Governance as the Catalyst for Gen AI Innovation
There is a common misconception that data governance, with all its rules, protocols, and limitations, slows down the freedom of innovation. In reality, in the era of Generative AI, governance is the very foundation that allows innovation to scale safely. By balancing the drive for Gen AI exploration with the necessary constraints of data governance, we ensure that the conversational agents and generative systems we build tomorrow are not just intelligent, but trustworthy and hallucination-free. The journey toward a Gen AI-driven public sector in Indonesia is a marathon to build a resilient, trusted data infrastructure.

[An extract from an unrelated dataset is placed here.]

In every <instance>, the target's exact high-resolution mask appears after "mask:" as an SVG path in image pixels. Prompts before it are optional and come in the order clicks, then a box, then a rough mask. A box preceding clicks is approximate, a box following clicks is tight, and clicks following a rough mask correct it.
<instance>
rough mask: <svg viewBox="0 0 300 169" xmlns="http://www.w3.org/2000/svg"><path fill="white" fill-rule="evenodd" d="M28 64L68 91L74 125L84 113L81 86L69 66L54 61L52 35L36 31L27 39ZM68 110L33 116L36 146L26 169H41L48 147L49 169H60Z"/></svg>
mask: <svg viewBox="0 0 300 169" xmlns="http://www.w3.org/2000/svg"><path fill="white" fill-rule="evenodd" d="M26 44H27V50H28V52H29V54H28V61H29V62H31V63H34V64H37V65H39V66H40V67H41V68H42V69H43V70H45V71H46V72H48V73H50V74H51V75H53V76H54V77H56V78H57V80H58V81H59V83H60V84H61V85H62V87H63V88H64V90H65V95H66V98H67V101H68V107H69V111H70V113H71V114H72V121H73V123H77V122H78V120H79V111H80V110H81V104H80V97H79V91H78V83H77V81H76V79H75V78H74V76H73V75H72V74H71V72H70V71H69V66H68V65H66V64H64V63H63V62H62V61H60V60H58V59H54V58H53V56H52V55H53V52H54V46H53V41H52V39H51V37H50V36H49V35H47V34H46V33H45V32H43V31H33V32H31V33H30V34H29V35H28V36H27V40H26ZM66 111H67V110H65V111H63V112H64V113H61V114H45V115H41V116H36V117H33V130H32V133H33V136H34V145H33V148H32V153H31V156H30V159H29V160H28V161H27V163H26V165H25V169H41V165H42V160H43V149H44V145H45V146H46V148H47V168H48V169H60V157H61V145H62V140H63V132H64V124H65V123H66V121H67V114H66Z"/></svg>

Today, strengthening our data governance frameworks, ensuring transparency, security, and compliance, is the ultimate catalyst for safe Gen AI-readiness and transformative public service.
References
- IAPA (Indonesian Association for Public Administration). (2025). Artificial Intelligence in Public Governance: Ethical Opportunities and Challenges in Indonesia's Digital Transformation. IAPA 2025 Hybrid Annual Conference.
- Lukman, J. P., & Fiulaizi, A. (2026). Kebijakan Satu Data Indonesia: Tantangan Dan Peluang Pengambilan Keputusan Publik. Jurnal PubBis, 10(1).